Organizers of Gay Games VII, a sporting event that has drawn about 12,000 gay and lesbian athletes to Chicago, said outdoor events were going ahead as planned with hydration stations, tents and medical teams ready if needed.

Chicago hit 92 by 1 p.m., with humidity of about 50 percent, but it didn't bother Frank Lee of Manoa, Hawaii, who was competing in the event's tennis matches and planned to drink plenty of water and eat bananas.

"Oh, I love it balmy," Lee said. "But maybe it's a little too hot."

A large high pressure area centered over much of the mountain states and extending into the Midwest was pumping hot air from Mexico across the desert Southwest and into the Midwest, said Rob Handel, a weather service meteorologist in Chicago.

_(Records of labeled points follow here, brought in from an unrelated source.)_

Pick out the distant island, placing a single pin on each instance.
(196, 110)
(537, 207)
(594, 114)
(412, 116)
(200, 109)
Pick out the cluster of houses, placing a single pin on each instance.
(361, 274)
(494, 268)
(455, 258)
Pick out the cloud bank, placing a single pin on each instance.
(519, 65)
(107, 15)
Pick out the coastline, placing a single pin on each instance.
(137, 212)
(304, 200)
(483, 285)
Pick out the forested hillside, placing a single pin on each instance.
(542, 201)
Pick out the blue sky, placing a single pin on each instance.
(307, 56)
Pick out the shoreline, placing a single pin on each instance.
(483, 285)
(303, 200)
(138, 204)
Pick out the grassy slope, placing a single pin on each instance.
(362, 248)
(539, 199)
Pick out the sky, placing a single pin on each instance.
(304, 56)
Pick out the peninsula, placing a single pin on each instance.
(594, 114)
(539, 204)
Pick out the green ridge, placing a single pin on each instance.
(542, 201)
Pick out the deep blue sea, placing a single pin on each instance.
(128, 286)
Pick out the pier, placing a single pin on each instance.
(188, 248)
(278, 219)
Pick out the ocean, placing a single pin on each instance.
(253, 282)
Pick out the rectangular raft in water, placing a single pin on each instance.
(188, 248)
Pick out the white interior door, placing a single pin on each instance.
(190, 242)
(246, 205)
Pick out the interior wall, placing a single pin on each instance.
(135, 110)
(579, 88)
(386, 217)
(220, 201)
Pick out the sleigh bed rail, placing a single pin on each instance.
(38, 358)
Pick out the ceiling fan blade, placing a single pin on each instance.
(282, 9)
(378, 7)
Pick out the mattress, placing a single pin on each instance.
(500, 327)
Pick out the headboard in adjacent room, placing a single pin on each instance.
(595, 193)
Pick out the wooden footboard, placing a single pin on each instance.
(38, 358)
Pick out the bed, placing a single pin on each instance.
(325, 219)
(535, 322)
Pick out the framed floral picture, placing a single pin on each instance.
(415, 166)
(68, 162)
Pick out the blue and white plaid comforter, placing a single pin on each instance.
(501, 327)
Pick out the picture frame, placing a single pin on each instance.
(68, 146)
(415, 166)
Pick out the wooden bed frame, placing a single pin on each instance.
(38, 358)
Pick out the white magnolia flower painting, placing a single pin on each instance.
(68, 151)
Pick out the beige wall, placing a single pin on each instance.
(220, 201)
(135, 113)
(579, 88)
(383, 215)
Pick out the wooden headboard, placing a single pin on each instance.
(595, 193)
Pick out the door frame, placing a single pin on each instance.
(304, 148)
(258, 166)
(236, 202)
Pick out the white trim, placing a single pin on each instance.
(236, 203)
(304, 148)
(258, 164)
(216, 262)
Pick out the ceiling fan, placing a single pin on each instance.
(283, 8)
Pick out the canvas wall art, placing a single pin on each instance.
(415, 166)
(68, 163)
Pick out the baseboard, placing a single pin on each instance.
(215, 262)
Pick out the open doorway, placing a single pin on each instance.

Even the Colorado mountain town of Frazier, which sits at 8,550 feet and likes to claim that it is the nation's ice box, was in the upper 80s during the weekend.

"It's not supposed to be hot like this. Lately there have been evenings when you could sit outside at 10 p.m. without a coat. All my life I couldn't do that," said Connie Clayton, 58, a lifelong resident of Frazier.

The mile-high city of Denver hit a record high of 101 on Saturday.

South Dakota posted some of the nation's highest temperatures with a reading Saturday of 115 at Pierre, the state capital, and an unofficial report of 120 outside the town of Usta in the state's northwest corner.

"There's a lot of records that are falling across the state," said Todd Heitkamp, a weather service meteorologist in Sioux Falls.

In Arizona, Sunday's high was forecast at 110, not enough to rate an extreme heat advisory in the desert metropolis.

In Oklahoma, where temperatures also have been rising above 100, officials were investigating a possible heat-related death and reported more than 40 heat-related calls to emergency medical services in Oklahoma City and Tulsa.

Southern California joined in the heat wave, with temperatures over 100 degrees adding to the problems facing firefighters battling huge wildfires. Lancaster hit 109 on Saturday and Pasadena recorded 101, and Southern California Edison reported a record for weekend power use as air conditioners were cranked up.

In New Jersey, at the other end of the country, temperatures were expected to reach 100 degrees on Monday. An excessive heat warning was issued for several counties.

Hot, sticky air also covered parts of the Southeast. In Georgia, temperatures have soared to near-record highs, with six cities posting temperatures of 100 degrees or higher on Saturday.